Architecturally, robust sandboxing and the principle of least-privilege permissions are absolutely essential for agentic AI systems. Just like traditional software, AI agents must operate with the minimum necessary privileges to perform their intended functions, thereby limiting the blast radius of any successful AI prompt injection attack. Linux Security Modules (LSMs) such as Tomoyo, AppArmor, or SELinux are vital tools for controlling file access, network interactions, and process execution in agentic systems—a fundamental security control frequently overlooked during the rapid deployment of AI solutions.

Finally, testing must rigorously evaluate an agent's ability to distinguish legitimate from malicious requests while retaining utility.
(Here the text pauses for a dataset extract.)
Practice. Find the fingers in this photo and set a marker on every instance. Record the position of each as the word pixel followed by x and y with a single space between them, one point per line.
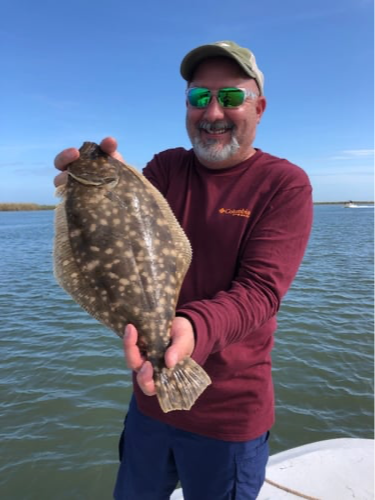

An 'unhackable' AI rendered useless by excessive paranoia offers no practical solution, underscoring the need for balanced security measures.

In conclusion, the 'HackMyClaw' experiment effectively demonstrates that a well-isolated, passive AI, devoid of external actions and output channels, can indeed resist direct data extraction attempts, particularly from basic AI prompt injection attacks. While this is a valid initial finding and offers a baseline understanding, it's crucial to recognize that this experiment only covers a very limited scope of the broader AI security landscape. The actual, more complex challenge involves securing sophisticated, agentic AIs that interact with critical real-world systems and sensitive data. It is imperative that the limited success of this specific experiment does not lead to a false sense of security regarding the pervasive threat of prompt injection. The danger, especially from action-based attacks, remains profoundly serious, demanding continuous innovation and a significant evolution in our defensive strategies for the next generation of AI.